Guidance for Department Heads
If a faculty member in my department reports that a student has tested positive or has been in close contact with a COVID-19 positive student in his/her class or lab, what do I do?
- The department head and the faculty should not share any information regarding the identity or status of the student who has tested positive with any other students, faculty, or staff. Department heads should always work closely and directly with the Dean of Students (DOS) Office on all student health and safety matters.
- Department heads who learn from one of their faculty that a student in their class/lab has tested positive for COVID-19 should immediately notify the Dean of Students Office (Byron Hughes, firstname.lastname@example.org). The student should be directed to contact the Dean of Students, as they are the institution’s coordinating unit and contact for case management, to ensure the university is informed/aware and can coordinate with the Virginia Department of Health on contact-tracing and case management.
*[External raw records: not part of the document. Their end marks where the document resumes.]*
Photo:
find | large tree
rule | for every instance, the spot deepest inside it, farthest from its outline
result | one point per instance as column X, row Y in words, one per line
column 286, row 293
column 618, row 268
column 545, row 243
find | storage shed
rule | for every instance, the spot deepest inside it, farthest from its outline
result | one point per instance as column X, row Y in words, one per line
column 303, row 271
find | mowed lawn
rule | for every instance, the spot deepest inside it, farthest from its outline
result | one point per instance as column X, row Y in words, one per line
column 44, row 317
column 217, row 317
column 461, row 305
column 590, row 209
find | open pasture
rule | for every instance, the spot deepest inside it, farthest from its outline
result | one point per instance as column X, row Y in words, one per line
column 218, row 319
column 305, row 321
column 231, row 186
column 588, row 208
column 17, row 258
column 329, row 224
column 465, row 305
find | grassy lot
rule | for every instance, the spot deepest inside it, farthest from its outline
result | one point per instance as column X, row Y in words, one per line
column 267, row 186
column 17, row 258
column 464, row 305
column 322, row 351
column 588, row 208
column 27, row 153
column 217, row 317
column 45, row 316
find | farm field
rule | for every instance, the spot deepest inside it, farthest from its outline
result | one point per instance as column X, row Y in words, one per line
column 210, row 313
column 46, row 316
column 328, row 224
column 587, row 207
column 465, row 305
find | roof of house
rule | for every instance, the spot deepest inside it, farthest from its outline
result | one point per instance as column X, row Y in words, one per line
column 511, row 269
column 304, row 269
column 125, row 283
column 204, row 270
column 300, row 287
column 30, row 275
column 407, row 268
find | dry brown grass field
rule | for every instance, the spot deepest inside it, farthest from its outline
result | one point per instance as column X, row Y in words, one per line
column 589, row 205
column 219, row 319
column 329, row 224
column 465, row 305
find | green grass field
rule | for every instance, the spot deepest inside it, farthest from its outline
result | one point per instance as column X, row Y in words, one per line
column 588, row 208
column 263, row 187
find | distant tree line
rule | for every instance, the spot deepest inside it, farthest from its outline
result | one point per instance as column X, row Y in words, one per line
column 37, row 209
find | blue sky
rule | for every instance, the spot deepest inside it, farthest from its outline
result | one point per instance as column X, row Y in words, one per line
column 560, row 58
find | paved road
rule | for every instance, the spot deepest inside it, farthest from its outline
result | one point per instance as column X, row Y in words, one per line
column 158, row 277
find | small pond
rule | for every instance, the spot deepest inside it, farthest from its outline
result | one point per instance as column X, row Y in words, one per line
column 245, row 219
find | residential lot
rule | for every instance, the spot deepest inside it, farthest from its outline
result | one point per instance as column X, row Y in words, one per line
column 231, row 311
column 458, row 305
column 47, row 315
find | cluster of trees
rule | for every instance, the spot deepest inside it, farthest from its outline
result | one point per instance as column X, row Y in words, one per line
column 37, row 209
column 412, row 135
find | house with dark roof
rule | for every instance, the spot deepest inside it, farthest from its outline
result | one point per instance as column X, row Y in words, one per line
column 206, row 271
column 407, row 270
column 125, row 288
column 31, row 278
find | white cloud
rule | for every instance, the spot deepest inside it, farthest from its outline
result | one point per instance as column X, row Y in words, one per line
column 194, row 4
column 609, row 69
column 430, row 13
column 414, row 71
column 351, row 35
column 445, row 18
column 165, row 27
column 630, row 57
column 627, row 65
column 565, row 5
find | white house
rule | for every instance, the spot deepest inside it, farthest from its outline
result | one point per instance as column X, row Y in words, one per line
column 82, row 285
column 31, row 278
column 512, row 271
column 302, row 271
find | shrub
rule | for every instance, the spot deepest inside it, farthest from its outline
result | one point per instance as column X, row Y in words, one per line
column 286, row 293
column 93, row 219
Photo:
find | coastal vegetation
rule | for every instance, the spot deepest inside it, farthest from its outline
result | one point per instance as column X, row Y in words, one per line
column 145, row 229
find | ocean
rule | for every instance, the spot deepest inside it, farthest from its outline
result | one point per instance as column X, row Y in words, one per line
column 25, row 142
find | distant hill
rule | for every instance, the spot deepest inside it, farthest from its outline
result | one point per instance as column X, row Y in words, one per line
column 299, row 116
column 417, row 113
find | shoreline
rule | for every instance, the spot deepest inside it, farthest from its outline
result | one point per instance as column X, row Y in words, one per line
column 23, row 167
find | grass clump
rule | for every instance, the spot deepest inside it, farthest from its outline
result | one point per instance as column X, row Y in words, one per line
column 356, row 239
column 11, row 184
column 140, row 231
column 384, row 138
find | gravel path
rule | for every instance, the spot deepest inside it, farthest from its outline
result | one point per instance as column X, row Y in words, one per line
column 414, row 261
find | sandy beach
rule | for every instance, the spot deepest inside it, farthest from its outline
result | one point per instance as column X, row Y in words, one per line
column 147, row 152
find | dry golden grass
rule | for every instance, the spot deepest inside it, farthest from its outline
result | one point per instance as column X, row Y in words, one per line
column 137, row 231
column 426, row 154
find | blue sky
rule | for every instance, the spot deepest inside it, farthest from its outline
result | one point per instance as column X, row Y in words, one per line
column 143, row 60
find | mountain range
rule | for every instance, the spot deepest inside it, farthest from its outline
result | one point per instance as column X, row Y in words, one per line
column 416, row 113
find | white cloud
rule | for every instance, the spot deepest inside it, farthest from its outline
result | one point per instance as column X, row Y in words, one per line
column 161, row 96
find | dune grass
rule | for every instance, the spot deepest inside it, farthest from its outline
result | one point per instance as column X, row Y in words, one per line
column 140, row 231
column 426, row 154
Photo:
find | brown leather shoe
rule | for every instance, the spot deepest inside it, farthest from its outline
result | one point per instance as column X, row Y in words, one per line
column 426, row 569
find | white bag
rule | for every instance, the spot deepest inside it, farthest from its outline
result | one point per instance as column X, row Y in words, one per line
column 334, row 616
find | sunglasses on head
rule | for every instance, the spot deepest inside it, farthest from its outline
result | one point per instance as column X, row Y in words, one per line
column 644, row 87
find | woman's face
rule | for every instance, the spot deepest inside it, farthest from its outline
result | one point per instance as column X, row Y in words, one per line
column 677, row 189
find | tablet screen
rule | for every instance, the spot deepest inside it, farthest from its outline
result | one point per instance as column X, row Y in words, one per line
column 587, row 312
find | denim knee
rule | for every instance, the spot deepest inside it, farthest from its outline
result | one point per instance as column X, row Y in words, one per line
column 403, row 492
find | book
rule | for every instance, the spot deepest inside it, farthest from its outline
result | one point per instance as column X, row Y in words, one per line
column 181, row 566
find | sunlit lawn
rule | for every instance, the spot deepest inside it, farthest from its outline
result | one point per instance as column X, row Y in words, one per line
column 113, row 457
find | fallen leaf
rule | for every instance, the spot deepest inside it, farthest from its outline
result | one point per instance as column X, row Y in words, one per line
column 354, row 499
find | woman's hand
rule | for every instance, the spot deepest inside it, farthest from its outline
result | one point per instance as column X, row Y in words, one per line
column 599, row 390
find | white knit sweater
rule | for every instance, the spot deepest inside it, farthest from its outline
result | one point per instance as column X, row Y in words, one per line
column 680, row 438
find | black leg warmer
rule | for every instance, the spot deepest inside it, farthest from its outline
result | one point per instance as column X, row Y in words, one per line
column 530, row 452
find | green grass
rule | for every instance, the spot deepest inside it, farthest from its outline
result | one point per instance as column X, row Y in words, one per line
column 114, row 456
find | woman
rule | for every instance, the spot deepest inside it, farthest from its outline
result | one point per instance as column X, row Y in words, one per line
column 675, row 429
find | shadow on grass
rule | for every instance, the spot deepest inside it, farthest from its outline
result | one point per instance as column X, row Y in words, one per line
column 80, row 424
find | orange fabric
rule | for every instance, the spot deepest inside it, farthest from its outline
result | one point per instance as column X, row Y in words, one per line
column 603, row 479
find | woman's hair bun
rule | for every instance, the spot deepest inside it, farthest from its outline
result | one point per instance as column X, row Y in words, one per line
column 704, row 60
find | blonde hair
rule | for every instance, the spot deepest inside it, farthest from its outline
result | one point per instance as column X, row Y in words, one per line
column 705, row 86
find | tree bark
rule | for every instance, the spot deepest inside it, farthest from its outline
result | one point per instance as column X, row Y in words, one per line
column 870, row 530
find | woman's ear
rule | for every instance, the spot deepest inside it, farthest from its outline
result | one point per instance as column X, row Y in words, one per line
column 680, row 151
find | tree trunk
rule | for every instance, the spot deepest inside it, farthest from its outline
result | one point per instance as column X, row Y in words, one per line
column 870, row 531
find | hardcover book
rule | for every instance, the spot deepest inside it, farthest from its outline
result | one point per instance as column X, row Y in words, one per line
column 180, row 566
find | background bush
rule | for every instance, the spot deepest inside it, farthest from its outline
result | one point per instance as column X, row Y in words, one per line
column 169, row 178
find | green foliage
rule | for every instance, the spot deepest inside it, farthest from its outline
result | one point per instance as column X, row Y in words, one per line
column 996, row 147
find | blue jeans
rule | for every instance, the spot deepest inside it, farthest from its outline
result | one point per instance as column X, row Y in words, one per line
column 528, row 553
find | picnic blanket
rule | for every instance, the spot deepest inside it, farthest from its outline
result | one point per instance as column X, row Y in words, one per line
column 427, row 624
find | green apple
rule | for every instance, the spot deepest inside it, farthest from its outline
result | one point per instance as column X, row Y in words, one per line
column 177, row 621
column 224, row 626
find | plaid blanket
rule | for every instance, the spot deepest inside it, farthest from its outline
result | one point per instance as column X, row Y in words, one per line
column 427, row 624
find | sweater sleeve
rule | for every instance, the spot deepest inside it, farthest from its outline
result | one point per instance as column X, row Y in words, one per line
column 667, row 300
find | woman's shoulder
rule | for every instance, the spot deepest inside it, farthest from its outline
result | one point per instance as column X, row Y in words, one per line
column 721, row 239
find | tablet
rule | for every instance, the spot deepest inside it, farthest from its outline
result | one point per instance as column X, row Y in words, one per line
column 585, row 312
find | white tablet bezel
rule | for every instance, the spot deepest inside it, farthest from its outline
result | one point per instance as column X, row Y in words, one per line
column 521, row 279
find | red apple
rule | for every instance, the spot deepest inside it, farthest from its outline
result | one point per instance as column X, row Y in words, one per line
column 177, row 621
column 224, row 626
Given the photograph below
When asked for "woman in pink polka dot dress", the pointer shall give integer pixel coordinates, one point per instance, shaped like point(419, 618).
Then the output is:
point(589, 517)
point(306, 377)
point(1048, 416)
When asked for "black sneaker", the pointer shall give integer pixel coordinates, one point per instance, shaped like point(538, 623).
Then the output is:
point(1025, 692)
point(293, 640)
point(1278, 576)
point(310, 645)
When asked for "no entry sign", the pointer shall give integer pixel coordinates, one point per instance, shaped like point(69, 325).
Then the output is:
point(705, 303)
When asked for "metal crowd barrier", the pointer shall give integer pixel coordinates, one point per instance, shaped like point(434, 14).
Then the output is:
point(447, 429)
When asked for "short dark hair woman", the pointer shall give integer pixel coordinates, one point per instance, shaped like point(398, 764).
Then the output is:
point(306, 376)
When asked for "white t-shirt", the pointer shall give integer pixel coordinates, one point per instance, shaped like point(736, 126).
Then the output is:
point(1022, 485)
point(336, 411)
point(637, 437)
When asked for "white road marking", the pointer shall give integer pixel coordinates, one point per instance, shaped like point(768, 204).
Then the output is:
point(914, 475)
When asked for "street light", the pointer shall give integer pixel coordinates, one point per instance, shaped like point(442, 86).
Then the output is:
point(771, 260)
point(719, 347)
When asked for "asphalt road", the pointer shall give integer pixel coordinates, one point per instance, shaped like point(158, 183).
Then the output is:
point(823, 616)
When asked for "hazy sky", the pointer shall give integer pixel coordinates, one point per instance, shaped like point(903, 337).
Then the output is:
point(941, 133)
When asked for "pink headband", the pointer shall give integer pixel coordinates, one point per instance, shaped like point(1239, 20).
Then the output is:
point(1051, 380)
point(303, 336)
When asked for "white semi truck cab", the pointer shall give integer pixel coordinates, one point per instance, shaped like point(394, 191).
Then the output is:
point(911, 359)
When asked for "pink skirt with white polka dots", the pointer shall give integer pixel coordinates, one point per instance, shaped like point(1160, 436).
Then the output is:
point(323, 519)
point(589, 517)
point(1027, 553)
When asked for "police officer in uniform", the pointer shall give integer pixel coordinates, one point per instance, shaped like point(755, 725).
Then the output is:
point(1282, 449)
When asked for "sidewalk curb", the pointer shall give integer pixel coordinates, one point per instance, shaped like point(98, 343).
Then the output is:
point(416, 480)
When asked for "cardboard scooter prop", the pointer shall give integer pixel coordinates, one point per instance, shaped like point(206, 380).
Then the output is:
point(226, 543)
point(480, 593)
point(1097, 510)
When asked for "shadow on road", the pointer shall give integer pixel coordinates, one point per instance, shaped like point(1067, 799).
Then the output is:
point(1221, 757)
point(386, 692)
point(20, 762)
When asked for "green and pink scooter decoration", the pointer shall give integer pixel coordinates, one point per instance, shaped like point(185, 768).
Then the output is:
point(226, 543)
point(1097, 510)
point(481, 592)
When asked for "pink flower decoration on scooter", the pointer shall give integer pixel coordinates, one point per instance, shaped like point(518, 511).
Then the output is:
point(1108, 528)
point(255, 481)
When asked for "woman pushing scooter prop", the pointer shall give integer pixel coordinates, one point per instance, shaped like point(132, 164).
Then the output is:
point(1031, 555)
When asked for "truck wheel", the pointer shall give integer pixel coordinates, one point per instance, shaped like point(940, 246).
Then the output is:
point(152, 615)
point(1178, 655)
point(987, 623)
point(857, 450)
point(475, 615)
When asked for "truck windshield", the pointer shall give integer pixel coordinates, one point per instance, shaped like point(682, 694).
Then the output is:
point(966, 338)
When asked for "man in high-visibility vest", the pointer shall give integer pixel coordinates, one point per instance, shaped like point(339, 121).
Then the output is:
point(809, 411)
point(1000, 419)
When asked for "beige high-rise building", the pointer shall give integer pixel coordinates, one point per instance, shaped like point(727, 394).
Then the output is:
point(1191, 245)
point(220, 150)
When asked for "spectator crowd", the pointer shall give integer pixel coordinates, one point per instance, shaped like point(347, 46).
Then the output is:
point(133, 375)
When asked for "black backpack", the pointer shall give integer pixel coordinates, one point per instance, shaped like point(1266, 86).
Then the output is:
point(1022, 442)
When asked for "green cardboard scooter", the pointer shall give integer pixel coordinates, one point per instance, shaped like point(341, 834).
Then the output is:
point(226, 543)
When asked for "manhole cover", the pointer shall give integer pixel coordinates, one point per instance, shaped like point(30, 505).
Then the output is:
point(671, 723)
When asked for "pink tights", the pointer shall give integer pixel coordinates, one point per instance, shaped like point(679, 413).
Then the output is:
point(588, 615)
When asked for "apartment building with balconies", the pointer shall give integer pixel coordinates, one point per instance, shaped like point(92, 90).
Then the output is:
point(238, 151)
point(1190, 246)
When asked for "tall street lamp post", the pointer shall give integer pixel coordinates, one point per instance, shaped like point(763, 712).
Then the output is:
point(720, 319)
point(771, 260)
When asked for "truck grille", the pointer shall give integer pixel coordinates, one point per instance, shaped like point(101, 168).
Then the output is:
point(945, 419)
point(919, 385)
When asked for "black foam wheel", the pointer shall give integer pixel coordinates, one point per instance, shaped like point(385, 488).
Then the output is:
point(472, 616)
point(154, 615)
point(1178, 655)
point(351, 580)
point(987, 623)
- Department heads should also notify the Office of Environmental Health and Safety (Zachary Adams: 540-231-5985, email@example.com; or Lance Franklin: 540-231-9044, firstname.lastname@example.org) of the contaminated classroom/lab space to request cleaning and sanitizing.
- EHS and the department head should stay in regular contact to know when the classroom/lab space has been disinfected and it is safe for students and faculty to return to in-person instruction.
- Department heads should work with faculty if there is a need to make short-term or long-term changes to course modality. If a change is necessary, faculty will need to communicate as early as possible with students to ensure course assignments can be completed without delay.
- Additional guidance and actions to take for those who test positive, have come in close contact, or share a work area/equipment is in COVID-19 Instructions for Supervisors.
How should I advise a faculty member who has a student asking how they can get tested?
- Department heads should tell faculty to direct the student to the Schiffert Health Center. The student should first call Schiffert at 540-231-6444 for initial screening and to make an appointment.
- Alternatively, students should be told they can also call the LewisGale Hospital Montgomery Emergency Department at 540-951-1111 or their doctor's office.
- Students who have paid the university health fee will not be charged for the testing at Schiffert. See Schiffert’s FAQs for more.
- Students with more specific questions should contact the Dean of Students office.
How should I advise a faculty member who has a student who exhibits COVID-19 symptoms in his/her class or lab?
- As a best practice, department heads should suggest to faculty that they start each class or session in the lab with the question “Have you filled out the Hokie Health survey today?” Reinforcing the importance of maintaining awareness of their own health and whether they are exhibiting symptoms will help to encourage students to stay home if they are beginning to show symptoms of the virus.
- Given that COVID-19 symptoms overlap in part with symptoms of other conditions such as the seasonal flu or allergies (e.g., coughing, sneezing, etc.), department heads should encourage their faculty to approach a student who seems ill with caution, and concern and compassion.
Students who exhibit symptoms or signs of COVID-19 should be strongly encouraged to stay home and seek medical assistance at Schiffert Health Center.